We can then implement profiles within an account to help manage data/context within one account and lessen the need for people to bother with multiple accounts.
4 Likes
Many people do, otherwise your personal data becomes company/business property.
Yes, lessening the need for multiple accounts is fine. But forcing a one user one account rule is not good.
2 Likes
Luks containers on Linux offer the ability to add/remove/manage passphrases and keyfiles used to unlock a SSD/hdd partition. I’ve often wondered if a similar feature would be good for SAFE.
3 Likes
True enough. Any attacks I’ve seen, like the recent Trezor vulnerability, required physical access to the device. Once the attack becomes known, it is likely that the user would have enough time to migrate to a different device etc before being effected.
+1
Yes, this is pretty much what I’m thinking too.
The key points: offline secret generation, offline secret storage, offline transaction signing.
+1
No need to fit into the old (broken) paradigm.
1 Like
Someone with better maths/sciencing skills than me could perhaps explain how I’m being dense here but, if all users only have one password, and the parameters are known, how does this not just turn into a dictionary attack goldmine? Unless we are talking XOR address level complicated, and in that case, not terribly human usable/memorable.
Also, with just a single login element, I can’t be for-warned that one of them might have ben compromised… through an attempted log-in notification, which could then prompt me to change it.

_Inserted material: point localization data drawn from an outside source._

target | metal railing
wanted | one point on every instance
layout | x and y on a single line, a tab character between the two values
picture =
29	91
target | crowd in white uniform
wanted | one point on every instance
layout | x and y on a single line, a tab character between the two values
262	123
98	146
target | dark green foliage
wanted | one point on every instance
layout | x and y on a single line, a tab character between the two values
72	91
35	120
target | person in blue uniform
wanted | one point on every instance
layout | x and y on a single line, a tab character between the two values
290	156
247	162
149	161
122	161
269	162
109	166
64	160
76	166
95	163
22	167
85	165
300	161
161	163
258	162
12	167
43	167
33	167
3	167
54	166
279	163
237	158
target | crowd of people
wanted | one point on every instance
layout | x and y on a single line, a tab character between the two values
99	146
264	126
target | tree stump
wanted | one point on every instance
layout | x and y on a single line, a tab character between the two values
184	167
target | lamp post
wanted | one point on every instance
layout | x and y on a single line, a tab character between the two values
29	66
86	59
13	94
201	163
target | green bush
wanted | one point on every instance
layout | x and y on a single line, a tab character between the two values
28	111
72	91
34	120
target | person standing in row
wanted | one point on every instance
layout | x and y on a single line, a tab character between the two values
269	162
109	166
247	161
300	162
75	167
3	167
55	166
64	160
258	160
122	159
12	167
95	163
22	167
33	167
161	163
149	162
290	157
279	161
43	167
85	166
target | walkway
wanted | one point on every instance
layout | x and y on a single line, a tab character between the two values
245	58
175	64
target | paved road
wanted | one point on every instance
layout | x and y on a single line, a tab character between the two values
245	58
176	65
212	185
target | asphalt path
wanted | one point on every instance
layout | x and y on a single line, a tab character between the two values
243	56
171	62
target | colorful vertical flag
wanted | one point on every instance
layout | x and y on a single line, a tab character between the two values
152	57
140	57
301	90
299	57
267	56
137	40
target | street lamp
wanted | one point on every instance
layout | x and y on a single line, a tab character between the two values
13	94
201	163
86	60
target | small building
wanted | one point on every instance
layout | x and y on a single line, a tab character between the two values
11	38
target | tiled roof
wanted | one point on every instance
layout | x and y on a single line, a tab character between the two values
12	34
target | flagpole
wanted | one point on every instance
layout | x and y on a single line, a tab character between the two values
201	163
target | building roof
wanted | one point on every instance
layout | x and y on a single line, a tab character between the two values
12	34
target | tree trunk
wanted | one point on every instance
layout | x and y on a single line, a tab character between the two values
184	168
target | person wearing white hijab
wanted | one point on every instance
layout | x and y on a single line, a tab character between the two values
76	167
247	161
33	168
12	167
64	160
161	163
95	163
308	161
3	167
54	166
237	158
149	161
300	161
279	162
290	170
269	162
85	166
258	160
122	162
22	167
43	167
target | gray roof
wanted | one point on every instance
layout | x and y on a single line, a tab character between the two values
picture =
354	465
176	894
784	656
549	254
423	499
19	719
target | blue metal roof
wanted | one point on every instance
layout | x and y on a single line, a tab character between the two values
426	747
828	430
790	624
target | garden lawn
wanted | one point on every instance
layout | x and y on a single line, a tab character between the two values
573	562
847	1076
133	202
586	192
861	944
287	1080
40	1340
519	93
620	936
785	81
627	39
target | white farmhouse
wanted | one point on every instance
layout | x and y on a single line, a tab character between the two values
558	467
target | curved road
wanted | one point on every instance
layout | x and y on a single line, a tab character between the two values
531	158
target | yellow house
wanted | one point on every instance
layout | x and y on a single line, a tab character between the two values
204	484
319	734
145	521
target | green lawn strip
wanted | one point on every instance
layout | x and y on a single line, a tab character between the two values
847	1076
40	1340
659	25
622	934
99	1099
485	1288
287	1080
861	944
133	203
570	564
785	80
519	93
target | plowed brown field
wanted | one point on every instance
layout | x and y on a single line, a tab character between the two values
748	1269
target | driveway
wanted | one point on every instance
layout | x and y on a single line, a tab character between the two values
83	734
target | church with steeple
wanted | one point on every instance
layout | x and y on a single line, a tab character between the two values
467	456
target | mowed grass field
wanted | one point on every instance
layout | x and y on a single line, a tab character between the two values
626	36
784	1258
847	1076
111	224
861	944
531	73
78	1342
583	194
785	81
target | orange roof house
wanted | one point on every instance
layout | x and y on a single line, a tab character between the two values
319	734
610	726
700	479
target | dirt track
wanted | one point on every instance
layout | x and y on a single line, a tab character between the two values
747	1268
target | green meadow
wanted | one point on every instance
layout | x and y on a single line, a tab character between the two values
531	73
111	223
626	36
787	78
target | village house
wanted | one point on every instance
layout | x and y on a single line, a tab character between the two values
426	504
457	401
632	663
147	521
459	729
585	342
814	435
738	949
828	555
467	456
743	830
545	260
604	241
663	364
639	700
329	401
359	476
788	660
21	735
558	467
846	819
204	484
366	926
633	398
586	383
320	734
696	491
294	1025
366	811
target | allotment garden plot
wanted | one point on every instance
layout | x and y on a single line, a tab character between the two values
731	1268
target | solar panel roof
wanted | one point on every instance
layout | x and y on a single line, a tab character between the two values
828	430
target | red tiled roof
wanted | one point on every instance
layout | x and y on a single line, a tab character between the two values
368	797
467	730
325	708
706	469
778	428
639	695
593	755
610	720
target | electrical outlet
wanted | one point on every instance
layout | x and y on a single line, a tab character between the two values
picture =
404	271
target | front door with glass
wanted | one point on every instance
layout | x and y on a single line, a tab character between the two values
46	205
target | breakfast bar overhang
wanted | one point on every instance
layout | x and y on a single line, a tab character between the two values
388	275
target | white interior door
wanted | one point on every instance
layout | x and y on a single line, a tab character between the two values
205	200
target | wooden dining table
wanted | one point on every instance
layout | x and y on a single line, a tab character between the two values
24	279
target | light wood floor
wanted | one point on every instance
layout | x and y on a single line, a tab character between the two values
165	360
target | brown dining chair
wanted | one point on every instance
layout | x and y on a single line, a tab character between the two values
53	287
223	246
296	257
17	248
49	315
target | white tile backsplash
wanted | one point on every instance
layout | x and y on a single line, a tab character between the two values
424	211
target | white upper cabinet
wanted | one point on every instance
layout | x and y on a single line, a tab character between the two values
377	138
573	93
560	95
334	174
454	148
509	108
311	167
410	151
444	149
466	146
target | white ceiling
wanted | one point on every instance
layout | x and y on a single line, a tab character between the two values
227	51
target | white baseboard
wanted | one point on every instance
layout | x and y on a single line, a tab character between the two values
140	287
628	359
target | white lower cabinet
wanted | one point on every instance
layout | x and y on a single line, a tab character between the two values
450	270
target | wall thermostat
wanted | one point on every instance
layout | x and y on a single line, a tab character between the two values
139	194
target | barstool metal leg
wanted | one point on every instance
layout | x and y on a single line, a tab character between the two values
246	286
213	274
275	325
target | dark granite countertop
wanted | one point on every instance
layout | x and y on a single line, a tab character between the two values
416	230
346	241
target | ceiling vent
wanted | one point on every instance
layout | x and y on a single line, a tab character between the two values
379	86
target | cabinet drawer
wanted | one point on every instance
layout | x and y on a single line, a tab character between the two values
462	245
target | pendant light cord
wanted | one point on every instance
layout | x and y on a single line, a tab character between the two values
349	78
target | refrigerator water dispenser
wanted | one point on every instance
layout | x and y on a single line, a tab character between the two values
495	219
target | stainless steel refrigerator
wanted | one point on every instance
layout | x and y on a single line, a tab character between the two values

Additionally, if there is only one, the system would have to notify a user during account creation if a password was already in use… aka they now have access to someone’s account. (even if a remote possibility)
If there are two or more elements, I can simply be told “choose a different combination” and I don’t know which one has a collision.
2 Likes
It’s not too different than trying to guess private keys of crypto addresses - If you have good randomness, the search space is just too big for any attack. If you don’t have good randomness, you’re going to be in trouble, regardless of 1 or 2 words being required.
What’s the difference in randomness, or password complexity requirements for 1 vs 2 phrases? Say if we are using a string of memorable words in a diceware password stylee?